Ask HN: How would you design an enterprise (B2B) user permissioning system? - yuningalexliu
It seems that most enterprise applications I&#x27;ve worked with have very different approaches, and I&#x27;m wondering if there are best practice&#x2F;time-tested architectures or resources. Thank you!
======
ilkhan4
Authentication or authorization? If it's the latter, I'd model it on what
AD/LDAP do: folders/OUs for hierarchy, groups for crossing hierarchy
boundaries, then users and securables as objects in the directory. Then on top
of that, be able to assign permissions such that node (OU/group/user) -> can-
do-action -> other node. Then child nodes inherit permissions as well. We're
using something similar in a system I worked on and sys admins and end users
are pretty comfortable with it since it used the same paradigms they're used
to.
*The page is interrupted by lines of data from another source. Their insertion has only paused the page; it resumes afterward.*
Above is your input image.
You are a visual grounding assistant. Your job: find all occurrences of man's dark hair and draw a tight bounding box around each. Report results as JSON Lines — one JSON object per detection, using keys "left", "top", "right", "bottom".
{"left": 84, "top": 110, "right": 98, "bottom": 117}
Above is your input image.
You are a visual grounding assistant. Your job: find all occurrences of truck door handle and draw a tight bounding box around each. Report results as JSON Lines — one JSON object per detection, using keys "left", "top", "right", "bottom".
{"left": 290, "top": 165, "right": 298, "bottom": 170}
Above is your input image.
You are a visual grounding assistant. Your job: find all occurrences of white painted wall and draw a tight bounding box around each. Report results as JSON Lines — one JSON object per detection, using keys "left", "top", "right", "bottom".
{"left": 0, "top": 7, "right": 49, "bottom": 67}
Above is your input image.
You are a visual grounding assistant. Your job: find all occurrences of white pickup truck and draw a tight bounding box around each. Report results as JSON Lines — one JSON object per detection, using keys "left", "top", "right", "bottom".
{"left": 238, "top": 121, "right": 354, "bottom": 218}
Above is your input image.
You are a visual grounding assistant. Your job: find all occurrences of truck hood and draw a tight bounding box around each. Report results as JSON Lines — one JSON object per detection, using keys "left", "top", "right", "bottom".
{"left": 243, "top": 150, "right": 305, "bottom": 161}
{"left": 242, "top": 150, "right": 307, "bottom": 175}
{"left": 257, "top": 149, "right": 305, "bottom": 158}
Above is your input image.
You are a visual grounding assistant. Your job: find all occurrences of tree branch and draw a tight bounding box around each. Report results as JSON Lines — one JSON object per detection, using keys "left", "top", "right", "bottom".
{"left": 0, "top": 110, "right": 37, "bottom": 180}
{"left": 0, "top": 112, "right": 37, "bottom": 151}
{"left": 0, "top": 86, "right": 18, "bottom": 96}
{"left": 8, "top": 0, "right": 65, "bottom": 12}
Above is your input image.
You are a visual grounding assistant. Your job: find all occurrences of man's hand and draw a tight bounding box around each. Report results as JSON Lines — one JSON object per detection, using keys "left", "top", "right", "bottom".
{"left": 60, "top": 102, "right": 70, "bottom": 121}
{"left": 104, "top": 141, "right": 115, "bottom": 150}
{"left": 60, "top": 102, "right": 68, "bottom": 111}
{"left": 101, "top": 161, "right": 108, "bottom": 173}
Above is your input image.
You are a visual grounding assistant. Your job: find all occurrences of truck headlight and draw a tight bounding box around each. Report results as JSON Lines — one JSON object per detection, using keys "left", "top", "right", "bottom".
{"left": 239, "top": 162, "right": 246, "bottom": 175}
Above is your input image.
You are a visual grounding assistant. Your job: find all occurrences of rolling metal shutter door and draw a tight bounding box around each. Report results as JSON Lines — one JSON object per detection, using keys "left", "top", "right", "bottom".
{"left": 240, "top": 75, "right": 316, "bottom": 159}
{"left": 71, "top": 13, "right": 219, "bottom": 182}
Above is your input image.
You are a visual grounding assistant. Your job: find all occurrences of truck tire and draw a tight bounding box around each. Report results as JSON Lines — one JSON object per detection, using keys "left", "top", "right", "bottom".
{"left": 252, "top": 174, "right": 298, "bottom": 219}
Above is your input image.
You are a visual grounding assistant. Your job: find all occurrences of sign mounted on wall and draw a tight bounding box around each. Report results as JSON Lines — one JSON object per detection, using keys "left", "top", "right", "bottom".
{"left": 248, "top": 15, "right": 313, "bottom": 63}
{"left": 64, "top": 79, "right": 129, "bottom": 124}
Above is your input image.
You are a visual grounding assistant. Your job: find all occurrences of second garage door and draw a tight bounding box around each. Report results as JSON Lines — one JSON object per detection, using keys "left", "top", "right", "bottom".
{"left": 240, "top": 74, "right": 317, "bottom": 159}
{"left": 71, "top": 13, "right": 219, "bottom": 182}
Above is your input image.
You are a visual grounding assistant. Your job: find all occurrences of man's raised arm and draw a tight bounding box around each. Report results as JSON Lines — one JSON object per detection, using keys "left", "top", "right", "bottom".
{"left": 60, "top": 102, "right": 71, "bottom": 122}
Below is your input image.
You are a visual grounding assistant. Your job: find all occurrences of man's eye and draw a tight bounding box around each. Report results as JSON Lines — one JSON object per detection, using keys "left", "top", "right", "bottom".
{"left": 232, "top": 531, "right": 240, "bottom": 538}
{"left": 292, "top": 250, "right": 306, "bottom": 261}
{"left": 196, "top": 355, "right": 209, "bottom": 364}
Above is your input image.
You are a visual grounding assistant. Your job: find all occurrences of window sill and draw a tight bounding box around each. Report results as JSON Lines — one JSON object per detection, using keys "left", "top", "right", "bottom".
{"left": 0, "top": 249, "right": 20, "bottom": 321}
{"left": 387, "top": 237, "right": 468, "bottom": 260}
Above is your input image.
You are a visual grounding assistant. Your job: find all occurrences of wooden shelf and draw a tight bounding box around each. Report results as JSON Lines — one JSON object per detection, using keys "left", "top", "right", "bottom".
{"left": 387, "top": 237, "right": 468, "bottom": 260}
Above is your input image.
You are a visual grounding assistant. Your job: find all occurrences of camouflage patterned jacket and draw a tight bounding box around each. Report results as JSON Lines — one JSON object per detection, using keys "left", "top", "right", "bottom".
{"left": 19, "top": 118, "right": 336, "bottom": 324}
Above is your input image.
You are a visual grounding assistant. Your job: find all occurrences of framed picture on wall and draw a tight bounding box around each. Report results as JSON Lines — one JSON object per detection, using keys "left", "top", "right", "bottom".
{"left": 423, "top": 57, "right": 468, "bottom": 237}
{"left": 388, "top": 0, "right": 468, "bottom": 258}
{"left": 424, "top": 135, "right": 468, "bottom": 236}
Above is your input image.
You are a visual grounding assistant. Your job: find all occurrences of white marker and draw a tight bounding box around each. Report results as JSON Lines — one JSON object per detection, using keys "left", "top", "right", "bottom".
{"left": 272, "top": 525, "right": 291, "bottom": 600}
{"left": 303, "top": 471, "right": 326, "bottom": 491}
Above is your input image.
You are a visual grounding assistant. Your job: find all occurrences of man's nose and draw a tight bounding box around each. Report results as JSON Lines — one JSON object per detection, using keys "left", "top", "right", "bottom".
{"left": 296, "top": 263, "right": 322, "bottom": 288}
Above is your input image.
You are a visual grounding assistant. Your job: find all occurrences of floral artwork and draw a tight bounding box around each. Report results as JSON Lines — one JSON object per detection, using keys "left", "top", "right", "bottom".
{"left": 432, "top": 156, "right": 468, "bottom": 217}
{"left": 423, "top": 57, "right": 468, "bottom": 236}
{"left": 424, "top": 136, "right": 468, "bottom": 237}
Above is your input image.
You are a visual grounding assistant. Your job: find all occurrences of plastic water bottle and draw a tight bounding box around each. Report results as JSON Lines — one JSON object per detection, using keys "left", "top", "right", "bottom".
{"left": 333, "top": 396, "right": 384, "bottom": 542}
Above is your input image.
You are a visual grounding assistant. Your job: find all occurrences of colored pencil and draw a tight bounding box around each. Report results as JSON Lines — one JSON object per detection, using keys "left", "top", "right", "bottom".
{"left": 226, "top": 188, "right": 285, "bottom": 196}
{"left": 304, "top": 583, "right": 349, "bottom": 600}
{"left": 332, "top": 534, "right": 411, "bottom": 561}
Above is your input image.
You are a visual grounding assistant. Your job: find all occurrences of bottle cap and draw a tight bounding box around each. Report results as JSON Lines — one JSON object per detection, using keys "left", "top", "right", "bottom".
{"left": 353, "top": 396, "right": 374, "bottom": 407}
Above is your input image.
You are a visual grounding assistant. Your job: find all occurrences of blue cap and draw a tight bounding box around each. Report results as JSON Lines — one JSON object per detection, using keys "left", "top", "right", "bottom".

You can also use the same thing for multi-tenancy by just creating OUs for
tenants.

For authentication, whatever supports ADFS, SAML and/or OIDC. It's a big plus
when they can use existing credentials or SSO into your system from theirs.

------
BjoernKW
Most of what you describe probably can be attributed to the fact that there
used to be (and still are to some extent) quite a few competing identity
server software providers.

The enterprise world tends to move more slowly than the rest of the world (or
at least it often seems that way), which is why older systems and practices
frequently are still in use.

If available I'd make use of existing Active Directory / LDAP systems (as
ilkhan4 has already pointed out) for authorization.
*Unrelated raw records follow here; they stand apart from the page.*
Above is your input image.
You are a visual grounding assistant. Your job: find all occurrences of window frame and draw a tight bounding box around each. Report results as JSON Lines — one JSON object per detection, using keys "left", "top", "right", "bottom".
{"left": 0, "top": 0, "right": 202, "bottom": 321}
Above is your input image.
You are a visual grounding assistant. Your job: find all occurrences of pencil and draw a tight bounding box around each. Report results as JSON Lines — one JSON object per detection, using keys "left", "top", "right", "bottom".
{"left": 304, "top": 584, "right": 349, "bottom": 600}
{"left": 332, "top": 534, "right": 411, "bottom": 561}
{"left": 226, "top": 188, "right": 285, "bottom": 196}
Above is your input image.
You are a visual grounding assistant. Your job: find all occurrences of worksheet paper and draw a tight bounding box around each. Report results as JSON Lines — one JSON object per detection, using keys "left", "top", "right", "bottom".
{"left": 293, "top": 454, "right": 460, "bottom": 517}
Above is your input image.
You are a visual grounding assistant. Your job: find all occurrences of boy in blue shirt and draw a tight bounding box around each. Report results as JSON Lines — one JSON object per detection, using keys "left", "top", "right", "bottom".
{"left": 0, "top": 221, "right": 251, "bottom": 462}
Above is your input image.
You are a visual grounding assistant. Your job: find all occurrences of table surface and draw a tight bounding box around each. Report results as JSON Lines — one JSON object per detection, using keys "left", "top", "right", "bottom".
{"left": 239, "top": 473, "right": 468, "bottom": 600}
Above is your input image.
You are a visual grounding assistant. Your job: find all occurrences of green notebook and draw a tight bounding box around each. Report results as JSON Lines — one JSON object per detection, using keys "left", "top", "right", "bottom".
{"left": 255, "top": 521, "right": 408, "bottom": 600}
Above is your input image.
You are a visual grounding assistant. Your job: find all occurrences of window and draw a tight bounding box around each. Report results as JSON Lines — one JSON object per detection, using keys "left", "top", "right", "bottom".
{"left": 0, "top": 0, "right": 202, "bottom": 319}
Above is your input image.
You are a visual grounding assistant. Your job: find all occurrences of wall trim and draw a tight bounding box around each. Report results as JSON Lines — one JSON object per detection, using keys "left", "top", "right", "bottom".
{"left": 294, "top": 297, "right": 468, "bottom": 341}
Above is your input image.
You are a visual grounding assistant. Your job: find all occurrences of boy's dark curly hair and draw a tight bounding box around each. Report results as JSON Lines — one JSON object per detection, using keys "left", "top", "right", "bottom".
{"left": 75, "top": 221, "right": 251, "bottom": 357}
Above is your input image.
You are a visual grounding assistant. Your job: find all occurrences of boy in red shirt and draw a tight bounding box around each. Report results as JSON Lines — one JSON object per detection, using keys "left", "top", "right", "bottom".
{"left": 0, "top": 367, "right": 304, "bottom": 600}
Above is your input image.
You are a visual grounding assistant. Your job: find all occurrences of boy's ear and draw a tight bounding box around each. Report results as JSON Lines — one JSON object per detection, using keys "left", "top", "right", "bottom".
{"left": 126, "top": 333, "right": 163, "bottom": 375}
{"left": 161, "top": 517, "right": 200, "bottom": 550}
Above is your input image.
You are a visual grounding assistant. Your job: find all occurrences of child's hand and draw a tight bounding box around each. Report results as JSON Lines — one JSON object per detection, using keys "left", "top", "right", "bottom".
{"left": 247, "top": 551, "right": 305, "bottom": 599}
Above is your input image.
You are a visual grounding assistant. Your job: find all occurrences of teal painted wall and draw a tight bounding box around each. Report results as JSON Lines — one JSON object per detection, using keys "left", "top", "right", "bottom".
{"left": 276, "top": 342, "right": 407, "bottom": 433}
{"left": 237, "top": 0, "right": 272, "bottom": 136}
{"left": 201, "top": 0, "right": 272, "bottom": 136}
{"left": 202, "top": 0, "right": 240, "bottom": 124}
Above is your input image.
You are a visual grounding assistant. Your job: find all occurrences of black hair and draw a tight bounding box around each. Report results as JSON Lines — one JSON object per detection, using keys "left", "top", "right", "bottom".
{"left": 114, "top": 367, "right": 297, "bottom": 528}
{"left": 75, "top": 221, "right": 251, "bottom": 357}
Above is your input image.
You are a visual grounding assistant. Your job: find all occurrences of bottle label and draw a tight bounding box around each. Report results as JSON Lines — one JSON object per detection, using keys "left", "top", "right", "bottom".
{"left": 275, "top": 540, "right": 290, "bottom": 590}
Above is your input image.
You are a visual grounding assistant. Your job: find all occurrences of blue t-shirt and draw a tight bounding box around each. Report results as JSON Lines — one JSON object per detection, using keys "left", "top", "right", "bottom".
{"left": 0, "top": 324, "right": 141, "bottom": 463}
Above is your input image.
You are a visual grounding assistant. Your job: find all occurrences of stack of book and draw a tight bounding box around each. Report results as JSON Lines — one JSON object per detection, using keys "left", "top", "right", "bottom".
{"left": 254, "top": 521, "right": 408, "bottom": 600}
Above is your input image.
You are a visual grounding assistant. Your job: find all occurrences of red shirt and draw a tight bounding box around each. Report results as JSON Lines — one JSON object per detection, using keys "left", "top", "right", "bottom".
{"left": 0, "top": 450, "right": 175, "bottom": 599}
For authentication Kerberos (often used in conjunction with Active Directory /
LDAP) is an elegant way for implementing single sign-on (SSO) because it
allows the user to simply authenticate with her normal user account in the
local OS. Afterwards, the user's automatically logged in to every application
on the local network that uses Kerberos for authentication (basically, by
sharing a token).

Other than that, the usual best practices apply (such as not storing plaintext
passwords). Depending on your architecture, techniques common outside of the
enterprise world like transferring information via JSON Web Tokens are useful,
too.

------
megamindbrian2
Something to do with Posgres row-level-security as an ACL would be amazing.
Otherwise Identity Server is a good foto for in house, and AWS AMI for
serverless.